Array/Vector multiplication for single element arrays

Hi, I’m a long term Matlab user just starting to wade into the world of Julia, so forgive me if my question is naive.

I’m am currently writing some code to perform a number of matrix manipulation tasks. I came across what to me seems like a limitation of the * operator on Arrays. Since I am new to Julia, I think the limitation is probably my understanding, not the language.

Say I have the following function

``````function double(A::Array{<:Real}, B::Array{<:Real})
C = A*B
2*C
end

``````

which I evaluate as follows

``````julia> A = [1 2;3 4]
2×2 Array{Int64,2}:
1  2
3  4

julia> B = [5;6]
2-element Array{Int64,1}:
5
6

julia> double(A,B)
2-element Array{Int64,1}:
34
78
``````

This all works as expected. Now what if A and B are defined as shown below

``````julia> A = [1;2]
2-element Array{Int64,1}:
1
2

julia> B = [3]
1-element Array{Int64,1}:
3

julia> double(A,B)
ERROR: MethodError: no method matching *(::Array{Int64,1}, ::Array{Int64,1})
``````

So even though this multiplication is mathematically valid it doesn’t evaluate successfully. I have solved this by extending the the * operator using the following function

``````function Base.:*(A::Array{<:Number,1}, B::Array{<:Number,1})
if length(A) == 1
A[1]*B
elseif length(B) == 1
A*B[1]
else
error("Array dimensions not suitable for multiplication.")
end
end
``````

This works fine, however, it feels to me like this is not good practice. I was hoping someone could provide some advice on a more “Julian” way of dong this, or if this is indeed a suitable approach.

So the problem here is you have confused `*` and `.*` the first is matrix multiplication. The second is vectorized multiplication which is what you want. In general, to apply an operation element-wise, use `f.` (the dot goes before for infix functions).

Oscar, thanks for the prompt reply.

Matrix multiplication is indeed what I want, not element-wise multiplication. Specifically, I want to evaluate the multiplication of matrices A and B where A has dimensions n x m and B has dimensions m x 1 (or m x p for that matter). Both n and m can be any positive integer, including 1.

Sincerely, I think this post could have been avoided and your day to be more productive if the change of error message discussed in this post was already implemented. So you would have alternatives already presented to you.
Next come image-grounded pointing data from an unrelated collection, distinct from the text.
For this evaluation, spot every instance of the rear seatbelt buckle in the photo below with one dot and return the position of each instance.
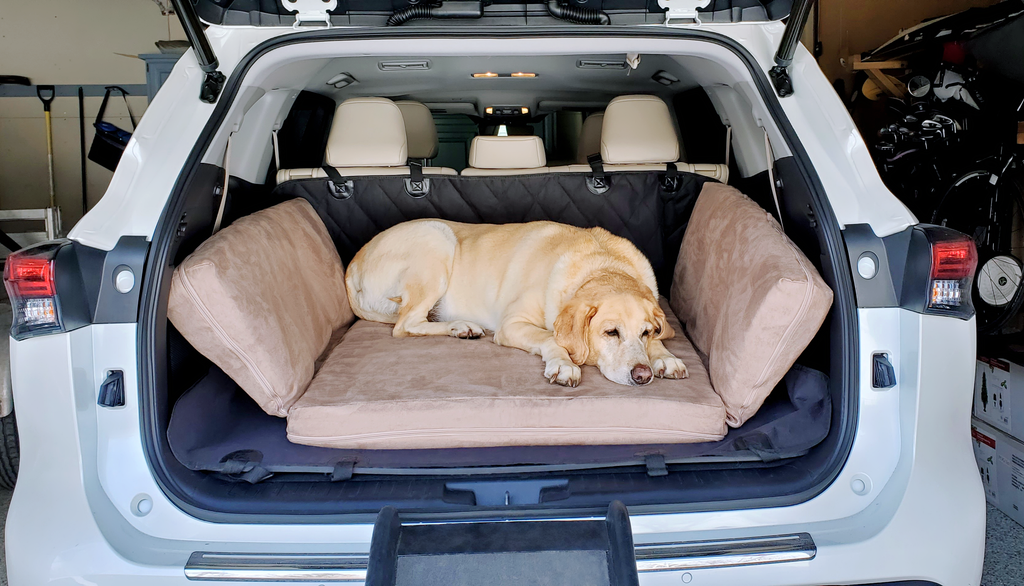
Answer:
(310, 11)
(682, 11)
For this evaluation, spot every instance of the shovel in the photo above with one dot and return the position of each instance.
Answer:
(5, 240)
(42, 91)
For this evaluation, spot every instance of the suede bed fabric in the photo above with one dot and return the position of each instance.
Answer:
(750, 298)
(261, 299)
(376, 391)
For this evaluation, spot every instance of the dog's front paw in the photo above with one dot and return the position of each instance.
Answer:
(465, 330)
(562, 372)
(670, 367)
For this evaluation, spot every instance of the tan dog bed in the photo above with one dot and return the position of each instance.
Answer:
(379, 391)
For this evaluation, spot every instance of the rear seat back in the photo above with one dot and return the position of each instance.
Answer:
(506, 156)
(638, 134)
(421, 132)
(590, 137)
(368, 137)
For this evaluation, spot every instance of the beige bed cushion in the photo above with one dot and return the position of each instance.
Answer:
(376, 391)
(751, 300)
(261, 299)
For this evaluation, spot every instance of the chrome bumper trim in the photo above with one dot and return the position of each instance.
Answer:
(207, 566)
(725, 552)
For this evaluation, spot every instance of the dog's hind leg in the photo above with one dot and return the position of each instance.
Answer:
(424, 280)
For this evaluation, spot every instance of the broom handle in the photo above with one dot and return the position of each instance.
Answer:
(49, 155)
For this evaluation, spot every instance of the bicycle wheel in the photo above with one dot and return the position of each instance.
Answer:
(991, 211)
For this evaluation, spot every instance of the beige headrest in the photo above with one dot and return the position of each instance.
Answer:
(368, 132)
(420, 130)
(638, 129)
(590, 137)
(507, 153)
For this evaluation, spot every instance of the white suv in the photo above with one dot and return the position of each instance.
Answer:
(142, 460)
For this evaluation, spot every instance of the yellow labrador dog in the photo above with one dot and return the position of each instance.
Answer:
(573, 296)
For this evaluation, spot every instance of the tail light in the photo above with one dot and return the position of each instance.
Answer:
(953, 262)
(30, 278)
(939, 271)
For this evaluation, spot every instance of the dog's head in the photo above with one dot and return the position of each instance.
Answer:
(610, 323)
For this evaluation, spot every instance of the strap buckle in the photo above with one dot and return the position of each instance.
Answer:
(417, 185)
(340, 187)
(670, 180)
(597, 182)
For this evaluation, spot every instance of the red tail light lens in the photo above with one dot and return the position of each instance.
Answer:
(954, 259)
(30, 279)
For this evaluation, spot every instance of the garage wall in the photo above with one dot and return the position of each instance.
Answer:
(852, 27)
(65, 42)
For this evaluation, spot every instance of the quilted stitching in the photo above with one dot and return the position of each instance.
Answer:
(635, 207)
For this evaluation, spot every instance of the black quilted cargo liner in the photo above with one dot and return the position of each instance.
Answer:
(636, 206)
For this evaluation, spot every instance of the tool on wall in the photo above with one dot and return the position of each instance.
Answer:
(110, 141)
(46, 94)
(81, 135)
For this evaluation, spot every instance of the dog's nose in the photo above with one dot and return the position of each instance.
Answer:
(641, 374)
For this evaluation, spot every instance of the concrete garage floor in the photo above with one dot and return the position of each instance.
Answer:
(1004, 548)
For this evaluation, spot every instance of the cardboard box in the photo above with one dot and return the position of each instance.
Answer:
(998, 392)
(1000, 462)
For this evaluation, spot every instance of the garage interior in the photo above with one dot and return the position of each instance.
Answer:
(942, 113)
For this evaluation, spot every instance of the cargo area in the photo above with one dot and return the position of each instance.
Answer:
(328, 153)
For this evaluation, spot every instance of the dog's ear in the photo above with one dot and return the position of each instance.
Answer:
(572, 330)
(663, 331)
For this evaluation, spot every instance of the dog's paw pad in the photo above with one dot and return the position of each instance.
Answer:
(670, 367)
(563, 373)
(465, 330)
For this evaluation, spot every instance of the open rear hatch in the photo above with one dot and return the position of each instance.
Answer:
(338, 12)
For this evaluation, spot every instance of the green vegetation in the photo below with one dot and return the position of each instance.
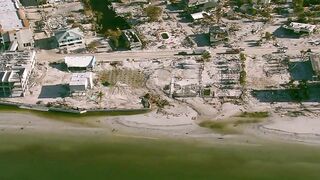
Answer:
(206, 56)
(243, 73)
(93, 45)
(219, 126)
(153, 12)
(103, 16)
(156, 100)
(132, 78)
(114, 36)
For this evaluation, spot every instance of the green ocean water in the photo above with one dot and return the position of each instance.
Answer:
(30, 157)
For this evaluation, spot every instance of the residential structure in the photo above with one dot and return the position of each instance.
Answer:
(218, 35)
(132, 38)
(14, 28)
(69, 37)
(80, 62)
(315, 62)
(300, 27)
(80, 82)
(15, 70)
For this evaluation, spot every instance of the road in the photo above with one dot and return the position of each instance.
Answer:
(51, 56)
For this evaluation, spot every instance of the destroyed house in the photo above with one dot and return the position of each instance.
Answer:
(14, 27)
(132, 38)
(218, 35)
(80, 82)
(69, 37)
(15, 70)
(80, 62)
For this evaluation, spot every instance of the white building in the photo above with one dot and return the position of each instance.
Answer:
(199, 15)
(15, 70)
(80, 82)
(80, 62)
(301, 27)
(14, 27)
(69, 37)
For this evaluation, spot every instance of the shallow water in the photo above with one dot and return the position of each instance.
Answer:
(79, 157)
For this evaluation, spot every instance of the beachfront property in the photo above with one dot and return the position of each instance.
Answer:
(315, 63)
(205, 3)
(300, 27)
(132, 38)
(15, 33)
(199, 15)
(218, 35)
(80, 82)
(80, 62)
(69, 37)
(15, 70)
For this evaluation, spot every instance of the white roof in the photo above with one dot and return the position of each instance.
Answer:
(9, 16)
(198, 15)
(80, 61)
(80, 79)
(310, 27)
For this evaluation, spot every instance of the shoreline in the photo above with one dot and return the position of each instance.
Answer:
(150, 125)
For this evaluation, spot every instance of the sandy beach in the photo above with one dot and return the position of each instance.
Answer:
(178, 122)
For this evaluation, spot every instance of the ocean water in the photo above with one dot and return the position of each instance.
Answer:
(52, 157)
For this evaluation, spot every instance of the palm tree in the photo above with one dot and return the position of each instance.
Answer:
(100, 96)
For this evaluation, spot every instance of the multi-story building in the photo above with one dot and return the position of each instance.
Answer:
(15, 33)
(69, 37)
(15, 70)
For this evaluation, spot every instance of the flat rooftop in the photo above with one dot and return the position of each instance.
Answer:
(9, 15)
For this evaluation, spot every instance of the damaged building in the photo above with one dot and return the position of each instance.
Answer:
(132, 38)
(15, 33)
(218, 35)
(15, 70)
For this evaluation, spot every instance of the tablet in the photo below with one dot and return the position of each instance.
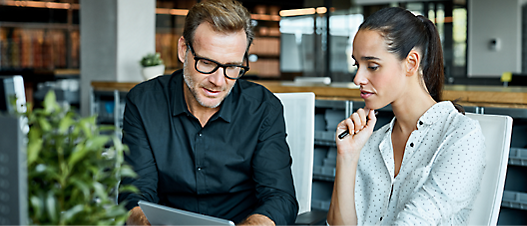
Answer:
(159, 215)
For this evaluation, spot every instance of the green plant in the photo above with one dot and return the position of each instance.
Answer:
(151, 60)
(73, 169)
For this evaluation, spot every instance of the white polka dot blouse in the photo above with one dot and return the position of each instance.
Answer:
(440, 173)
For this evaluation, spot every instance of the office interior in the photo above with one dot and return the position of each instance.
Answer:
(88, 52)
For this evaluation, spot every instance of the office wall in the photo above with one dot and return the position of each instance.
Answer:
(115, 34)
(493, 20)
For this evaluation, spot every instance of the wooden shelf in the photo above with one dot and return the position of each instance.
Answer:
(482, 96)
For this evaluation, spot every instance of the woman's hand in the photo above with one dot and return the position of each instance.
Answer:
(359, 130)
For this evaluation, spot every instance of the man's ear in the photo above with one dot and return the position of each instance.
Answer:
(412, 62)
(182, 49)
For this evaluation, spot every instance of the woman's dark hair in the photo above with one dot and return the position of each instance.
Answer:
(403, 31)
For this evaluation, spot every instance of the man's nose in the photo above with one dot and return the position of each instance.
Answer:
(218, 77)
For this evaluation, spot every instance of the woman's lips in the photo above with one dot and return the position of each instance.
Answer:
(365, 94)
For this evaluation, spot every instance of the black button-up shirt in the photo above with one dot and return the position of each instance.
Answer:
(238, 164)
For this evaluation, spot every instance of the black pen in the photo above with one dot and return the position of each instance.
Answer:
(345, 133)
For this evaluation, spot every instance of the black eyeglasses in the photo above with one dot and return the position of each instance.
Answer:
(208, 66)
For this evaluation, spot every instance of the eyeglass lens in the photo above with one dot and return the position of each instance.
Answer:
(207, 66)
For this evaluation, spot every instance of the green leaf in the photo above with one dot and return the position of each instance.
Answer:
(44, 124)
(51, 206)
(65, 123)
(82, 186)
(37, 204)
(79, 152)
(33, 150)
(68, 214)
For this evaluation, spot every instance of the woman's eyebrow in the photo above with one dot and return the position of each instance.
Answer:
(367, 58)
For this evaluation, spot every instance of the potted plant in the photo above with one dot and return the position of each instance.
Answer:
(152, 66)
(73, 168)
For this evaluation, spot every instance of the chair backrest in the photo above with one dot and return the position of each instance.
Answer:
(497, 130)
(299, 114)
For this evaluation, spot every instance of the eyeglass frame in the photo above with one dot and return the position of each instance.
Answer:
(218, 64)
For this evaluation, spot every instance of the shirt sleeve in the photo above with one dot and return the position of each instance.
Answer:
(272, 171)
(140, 157)
(452, 183)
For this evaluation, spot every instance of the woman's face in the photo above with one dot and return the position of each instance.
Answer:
(380, 75)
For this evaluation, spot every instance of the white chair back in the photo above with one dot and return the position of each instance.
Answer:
(299, 114)
(497, 130)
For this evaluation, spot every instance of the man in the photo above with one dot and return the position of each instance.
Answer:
(203, 141)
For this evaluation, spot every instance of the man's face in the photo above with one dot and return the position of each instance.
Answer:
(209, 90)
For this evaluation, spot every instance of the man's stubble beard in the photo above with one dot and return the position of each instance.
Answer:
(190, 83)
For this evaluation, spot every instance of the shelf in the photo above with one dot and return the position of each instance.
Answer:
(320, 204)
(515, 200)
(324, 173)
(518, 156)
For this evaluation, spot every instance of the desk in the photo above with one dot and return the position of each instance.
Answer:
(477, 99)
(468, 95)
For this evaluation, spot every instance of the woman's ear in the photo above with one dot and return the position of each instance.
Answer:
(182, 49)
(412, 62)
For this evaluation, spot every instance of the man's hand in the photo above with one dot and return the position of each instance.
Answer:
(137, 218)
(257, 220)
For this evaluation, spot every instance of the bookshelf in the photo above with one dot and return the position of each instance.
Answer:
(37, 36)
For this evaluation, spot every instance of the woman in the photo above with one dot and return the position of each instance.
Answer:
(424, 167)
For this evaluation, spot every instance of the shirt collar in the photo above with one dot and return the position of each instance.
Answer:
(431, 116)
(435, 113)
(180, 106)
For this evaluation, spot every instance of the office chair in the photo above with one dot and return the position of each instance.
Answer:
(497, 130)
(299, 114)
Are you sure that what you want is not:

``````> A = [1;2]; B = [3];
> A * B'
2×1 Array{Int64,2}:
3
6
``````

In other words, this operation is not really defined for vectors (`Array{T, 1}`), it is defined for matrices (`Array{T, 2}`). You should use the right type.

Hi there,
Welcome to the Julia community! While Julia might look very familiar to MatLab users, there are some subtle differences. Notice that in your second example, both A and B are column vectors (array with only one dimension) and therefore no multiplication method is defined since it’s unclear whether you want the inner or outer product.
To achieve what you want, you can do `A * transpose(B)` or `A * B'` (the latter is actually the adjoint of `B`, but has the same result). This is mathematically consistent, since what you want is indeed matrix multiplication and `transpose(B)` or `B'` can be thought as 1 by 1 matrices.
However, Oscar’s recommendation to broadcast multiplication is probably the most convenient way.

No, my suggestion was wrong if the generalized desired behavior is matrix multiplication.

1 Like

So what about the other case in my original post, when

``````julia> A = [1 2;3 4];B = [5;6];

julia> A*B'
ERROR: DimensionMismatch("matrix A has dimensions (2,2), matrix B has dimensions (1,2)")
``````

Unsurprisingly, this gives an error as the dimensions don’t agree. So it would appear that this approach is not suitable in general for A with dimensions n x m and B with dimensions m x 1?

Note the types:

``````> A = [1 2; 3 4]
2×2 Array{Int64,2}:
1  2
3  4

> B = [5;6]
2-element Array{Int64,1}:
5
6

> A = [1;2]
2-element Array{Int64,1}:
1
2

> B = [3]
1-element Array{Int64,1}:
3
``````

In other words, in the first case, the multiplication works because the two are matrices `Array{T, 2}` of the right dimensions. In the second case they are not matrices of the right dimensions, for them to be matrices of the right dimensions you need to declare them correctly from start or use the `'` operator I used to get the second operand (`B`) with the right type.

``````> A = reshape([1, 2], 2, 1)
2×1 Array{Int64,2}:
1
2
> B = reshape([3], 1, 1)
1×1 Array{Int64,2}:
3
> A * B
2×1 Array{Int64,2}:
3
6
``````

This gets both `A` and `B` with the right types and then matrix multiplication is defined for them.

1 Like

Thank you, Henrique. I wasn’t aware of the reshape() function. That solves my problems.